30th Sunday in Ordinary Time, Luke 18:9-4
I tell you, the latter went home justified, not the former; for whoever exalts himself will be humbled, and the one who humbles himself will be exalted.
While there are many lessons to be learned from the parable of the proud Pharisee and the humble tax collector, St. Augustine offers an insight regarding prayer that we might not immediately perceive. First, consider the parable itself.
The Pharisee, who had lived a righteous life, came to the Temple to give thanks to God. We easily recognize his error in despising others – he considers himself to be holier than all others, his great sin is pride. The humble tax collector, on the other hand, came to the Temple to implore the mercy of God – and he went home justified.
St. Augustine sees, in this parable, a central truth about prayer – “The fault of the Pharisee is not that he gave God thanks, but that he asked for nothing further” (cf. St. Thomas’ Catena Aurea). The tax collector prayed well because he asked for mercy and grace, while the Pharisee prayed poorly because he did not ask for anything. Here we learn that prayer cannot be merely praise and thanksgiving; for, while we are on earth, all true prayer involves petition.

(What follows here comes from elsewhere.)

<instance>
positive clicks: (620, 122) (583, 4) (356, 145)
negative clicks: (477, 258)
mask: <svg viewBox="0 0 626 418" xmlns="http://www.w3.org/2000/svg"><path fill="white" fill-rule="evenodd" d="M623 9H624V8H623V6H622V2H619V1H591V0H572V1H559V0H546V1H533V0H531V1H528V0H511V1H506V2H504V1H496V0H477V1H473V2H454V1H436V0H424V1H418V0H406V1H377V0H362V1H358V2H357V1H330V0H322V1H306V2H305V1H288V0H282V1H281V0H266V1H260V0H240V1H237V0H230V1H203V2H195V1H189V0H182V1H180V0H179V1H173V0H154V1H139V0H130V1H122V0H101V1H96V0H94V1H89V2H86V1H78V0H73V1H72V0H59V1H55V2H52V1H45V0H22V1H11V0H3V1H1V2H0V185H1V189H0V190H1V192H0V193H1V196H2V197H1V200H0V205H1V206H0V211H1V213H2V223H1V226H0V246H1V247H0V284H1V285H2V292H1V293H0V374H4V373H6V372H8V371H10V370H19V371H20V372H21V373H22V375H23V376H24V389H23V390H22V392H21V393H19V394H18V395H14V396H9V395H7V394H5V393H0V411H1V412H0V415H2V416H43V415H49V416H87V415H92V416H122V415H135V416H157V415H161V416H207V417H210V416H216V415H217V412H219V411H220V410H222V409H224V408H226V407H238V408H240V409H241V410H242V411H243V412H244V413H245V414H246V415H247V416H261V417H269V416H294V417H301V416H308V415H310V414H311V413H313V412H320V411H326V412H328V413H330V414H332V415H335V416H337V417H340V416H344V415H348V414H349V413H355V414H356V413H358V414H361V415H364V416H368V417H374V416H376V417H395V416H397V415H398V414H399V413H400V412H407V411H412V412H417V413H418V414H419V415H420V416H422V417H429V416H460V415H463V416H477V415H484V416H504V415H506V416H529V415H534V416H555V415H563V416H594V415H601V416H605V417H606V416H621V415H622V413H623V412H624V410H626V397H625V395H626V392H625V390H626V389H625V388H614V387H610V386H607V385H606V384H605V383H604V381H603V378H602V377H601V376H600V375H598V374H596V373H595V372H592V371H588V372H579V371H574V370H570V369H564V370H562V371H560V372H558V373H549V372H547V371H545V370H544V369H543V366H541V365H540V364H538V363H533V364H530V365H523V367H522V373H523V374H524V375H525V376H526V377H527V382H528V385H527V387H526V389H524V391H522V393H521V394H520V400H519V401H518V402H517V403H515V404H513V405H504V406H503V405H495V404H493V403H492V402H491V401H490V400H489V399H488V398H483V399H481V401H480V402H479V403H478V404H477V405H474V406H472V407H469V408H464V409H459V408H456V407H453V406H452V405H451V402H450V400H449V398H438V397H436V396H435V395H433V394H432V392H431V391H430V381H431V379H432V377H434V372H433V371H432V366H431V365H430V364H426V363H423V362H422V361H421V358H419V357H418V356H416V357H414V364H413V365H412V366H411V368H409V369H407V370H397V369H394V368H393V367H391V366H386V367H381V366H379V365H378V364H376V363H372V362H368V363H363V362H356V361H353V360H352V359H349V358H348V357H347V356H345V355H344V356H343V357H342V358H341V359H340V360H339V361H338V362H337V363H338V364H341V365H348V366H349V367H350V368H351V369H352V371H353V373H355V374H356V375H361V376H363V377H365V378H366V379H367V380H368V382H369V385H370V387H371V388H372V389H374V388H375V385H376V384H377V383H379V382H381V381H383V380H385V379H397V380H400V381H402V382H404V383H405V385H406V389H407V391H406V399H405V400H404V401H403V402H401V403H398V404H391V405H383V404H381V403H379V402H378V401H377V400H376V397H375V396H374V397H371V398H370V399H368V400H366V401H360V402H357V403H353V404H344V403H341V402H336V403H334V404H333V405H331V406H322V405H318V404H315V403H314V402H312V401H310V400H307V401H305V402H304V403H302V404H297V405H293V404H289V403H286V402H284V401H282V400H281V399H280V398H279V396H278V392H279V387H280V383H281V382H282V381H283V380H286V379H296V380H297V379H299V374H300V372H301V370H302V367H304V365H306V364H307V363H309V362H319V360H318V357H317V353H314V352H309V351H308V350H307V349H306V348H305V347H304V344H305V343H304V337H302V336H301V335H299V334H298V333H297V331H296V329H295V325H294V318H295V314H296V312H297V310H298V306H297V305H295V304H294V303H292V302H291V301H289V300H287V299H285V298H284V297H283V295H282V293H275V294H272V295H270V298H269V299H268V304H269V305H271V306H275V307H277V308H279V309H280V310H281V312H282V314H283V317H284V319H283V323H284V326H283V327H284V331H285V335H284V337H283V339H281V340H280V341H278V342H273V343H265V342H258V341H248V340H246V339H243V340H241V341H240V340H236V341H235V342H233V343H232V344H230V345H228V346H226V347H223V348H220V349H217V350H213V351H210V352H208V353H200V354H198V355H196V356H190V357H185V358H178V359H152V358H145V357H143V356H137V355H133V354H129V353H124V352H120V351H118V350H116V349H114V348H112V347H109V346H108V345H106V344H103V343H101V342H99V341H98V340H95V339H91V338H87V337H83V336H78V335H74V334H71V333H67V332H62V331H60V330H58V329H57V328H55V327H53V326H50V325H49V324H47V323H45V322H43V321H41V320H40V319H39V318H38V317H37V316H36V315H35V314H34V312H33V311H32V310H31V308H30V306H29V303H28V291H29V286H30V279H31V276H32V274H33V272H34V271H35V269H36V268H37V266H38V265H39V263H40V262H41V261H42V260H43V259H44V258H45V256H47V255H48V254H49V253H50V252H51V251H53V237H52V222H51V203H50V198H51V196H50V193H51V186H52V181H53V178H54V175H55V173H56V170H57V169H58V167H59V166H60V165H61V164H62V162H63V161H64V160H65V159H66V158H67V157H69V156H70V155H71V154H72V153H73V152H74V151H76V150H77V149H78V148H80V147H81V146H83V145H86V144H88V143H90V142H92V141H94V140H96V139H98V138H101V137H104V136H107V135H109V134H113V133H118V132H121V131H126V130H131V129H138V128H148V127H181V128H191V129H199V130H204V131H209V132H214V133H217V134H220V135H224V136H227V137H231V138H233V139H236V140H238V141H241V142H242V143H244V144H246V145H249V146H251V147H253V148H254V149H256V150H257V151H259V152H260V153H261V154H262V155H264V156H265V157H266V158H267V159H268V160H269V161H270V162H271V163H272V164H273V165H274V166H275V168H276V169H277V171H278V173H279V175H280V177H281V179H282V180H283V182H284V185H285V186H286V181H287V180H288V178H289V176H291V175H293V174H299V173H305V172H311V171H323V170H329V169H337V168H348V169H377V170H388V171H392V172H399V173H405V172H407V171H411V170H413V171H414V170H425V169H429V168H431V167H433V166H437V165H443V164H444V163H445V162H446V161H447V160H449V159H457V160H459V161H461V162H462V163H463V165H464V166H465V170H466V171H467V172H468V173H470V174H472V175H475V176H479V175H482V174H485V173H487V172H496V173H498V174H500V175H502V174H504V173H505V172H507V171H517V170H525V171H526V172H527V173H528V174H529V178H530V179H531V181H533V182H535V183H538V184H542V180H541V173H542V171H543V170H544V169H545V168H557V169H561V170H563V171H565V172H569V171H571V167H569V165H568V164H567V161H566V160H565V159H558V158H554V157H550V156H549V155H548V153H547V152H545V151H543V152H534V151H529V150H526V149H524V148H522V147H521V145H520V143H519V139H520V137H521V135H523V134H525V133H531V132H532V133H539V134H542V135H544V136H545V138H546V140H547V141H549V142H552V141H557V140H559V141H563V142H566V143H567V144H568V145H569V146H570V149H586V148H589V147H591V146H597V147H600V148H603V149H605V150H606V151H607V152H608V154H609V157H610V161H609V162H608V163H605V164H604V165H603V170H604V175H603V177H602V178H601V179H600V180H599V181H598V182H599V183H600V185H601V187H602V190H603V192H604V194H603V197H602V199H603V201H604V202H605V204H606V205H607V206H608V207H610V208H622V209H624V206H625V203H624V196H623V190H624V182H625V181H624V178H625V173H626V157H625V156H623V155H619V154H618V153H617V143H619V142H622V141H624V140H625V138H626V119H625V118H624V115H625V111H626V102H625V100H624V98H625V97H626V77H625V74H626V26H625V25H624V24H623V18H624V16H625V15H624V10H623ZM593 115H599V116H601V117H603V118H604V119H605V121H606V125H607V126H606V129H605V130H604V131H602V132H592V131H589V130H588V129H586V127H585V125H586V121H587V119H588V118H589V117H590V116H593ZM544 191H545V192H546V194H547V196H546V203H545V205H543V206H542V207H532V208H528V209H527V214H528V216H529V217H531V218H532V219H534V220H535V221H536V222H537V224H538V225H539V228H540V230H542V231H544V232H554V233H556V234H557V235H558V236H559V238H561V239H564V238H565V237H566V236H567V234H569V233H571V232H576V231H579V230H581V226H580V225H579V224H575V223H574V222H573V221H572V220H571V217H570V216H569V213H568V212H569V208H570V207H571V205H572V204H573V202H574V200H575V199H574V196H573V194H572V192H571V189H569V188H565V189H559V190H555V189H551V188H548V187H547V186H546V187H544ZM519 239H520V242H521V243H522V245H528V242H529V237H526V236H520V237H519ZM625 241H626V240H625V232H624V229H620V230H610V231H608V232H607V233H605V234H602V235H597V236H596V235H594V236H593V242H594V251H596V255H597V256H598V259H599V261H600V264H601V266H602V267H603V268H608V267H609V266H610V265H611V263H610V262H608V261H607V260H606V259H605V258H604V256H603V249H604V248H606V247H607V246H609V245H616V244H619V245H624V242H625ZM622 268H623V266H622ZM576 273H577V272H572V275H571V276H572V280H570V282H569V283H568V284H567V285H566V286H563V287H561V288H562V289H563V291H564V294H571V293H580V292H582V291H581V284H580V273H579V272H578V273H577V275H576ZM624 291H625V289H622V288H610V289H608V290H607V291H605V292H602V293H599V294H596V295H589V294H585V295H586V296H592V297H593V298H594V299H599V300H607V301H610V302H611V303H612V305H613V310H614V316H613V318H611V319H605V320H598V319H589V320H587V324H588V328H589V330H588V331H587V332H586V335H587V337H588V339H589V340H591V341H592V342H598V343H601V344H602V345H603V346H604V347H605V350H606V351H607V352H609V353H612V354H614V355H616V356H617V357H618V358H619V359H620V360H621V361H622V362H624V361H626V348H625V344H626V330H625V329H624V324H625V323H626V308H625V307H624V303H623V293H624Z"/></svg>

The prayer of petition is necessary for salvation
St. Alphonsus Ligouri, in The Great Means of Salvation and Perfection, tells us that the prayer of petition is what is most necessary in all prayer. More than anything else, the Doctor of Morals tells us, prayer is meant to be the petitioning of graces (and especially the great grace of final perseverance). However, if we admit the centrality of the prayer of petition, it is yet difficult to see the relation of meditation (and the other aspects of prayer) to the prayer of petition.
St. Alphonsus insists upon the necessity of the prayer of petition for salvation. Unless we ask God for salvation in prayer, we cannot be saved – this is the doctrine of St. Thomas, as explained in a post on October 20th. It is because of its close tie with salvation that the prayer of petition is of such great importance. However, St. Alphonsus tells us that we will petition properly unless we meditate on the mysteries of our salvation and adore God’s glory. Without daily meditation on the life, death and resurrection of Christ (and the other elements of salvation history), we will never have the courage to approach God in the prayer of petition. Meditating upon God’s Love, which is revealed to us in Christ Jesus, we are compelled to ask for the gift of salvation with greater zeal, confidence, and humility.
How to make a mediation
St. Alphonsus Liguori offers a good outline for a period of meditation (which could range anywhere from 20 minutes to an hour or more). The basic structure of Alphonsus’ method is common to nearly every spiritual tradition, though the particular emphasis on the petitioning of graces is particular to his thought.
Introduction (only one or two minutes) – The period of prayer begins with the recognition of the presence of God. He is present both in the place in which you are praying (most especially, if you are able to pray before the Eucharist), but he is also present in your soul through a special mode by grace. Adore the Lord, as you enter more fully into his presence.
Then, declare the purity of your intention – that you intend to pray well during this period of meditation. To this end, petition the Lord for the supernatural light necessary to illumine your intellect in order to contemplate the divine mysteries. Finally, offer a few short prayers to Our Lady, St. Joseph, St. Michael, your guardian angel, and all your patron saints.
The body of the prayer (20 to 50 minutes) – Here you enter into the meditation. This can be the Rosary, lectio divina, imaginative Ignation prayer, or any other method of the Catholic spiritual tradition. The key, for Alphonsus, is that you focus especially on the Love of God which is revealed to you through the meditation. Movements of love are more important than progress in intellectual understanding. Offer God prayers of thanksgiving and adoration.
Conclusion – For St. Alphonsus, this is the most important part of the prayer. It is here that you are to ask the Lord for further blessings and graces – especially for the grace of salvation and all those things necessary for your salvation. Having meditated on the Love of God, you are more convinced of his mercy and care for you; moreover, seeing his greatness, you recognize your lowliness and your need for his grace.
Though this portion of the prayer may not take much time, it is still the most important and necessary aspect of the period of meditation. In simple and heartfelt words, you petition God for the gift of final perseverance, for the graces necessary to persevere in prayer through your whole life, and for the graces which help you to remain in the state of grace from now until your next period of meditation. Moreover, you ought to ask God for all else that you desire – he will not deny the soul who perseveres in prayer, especially when she is filled with great love through meditation!
In this manner, through our commitment to the prayer of petition, we imitate the tax collector, who went home justified – for God always hears and answers the prayers of those who call upon him in love and humility.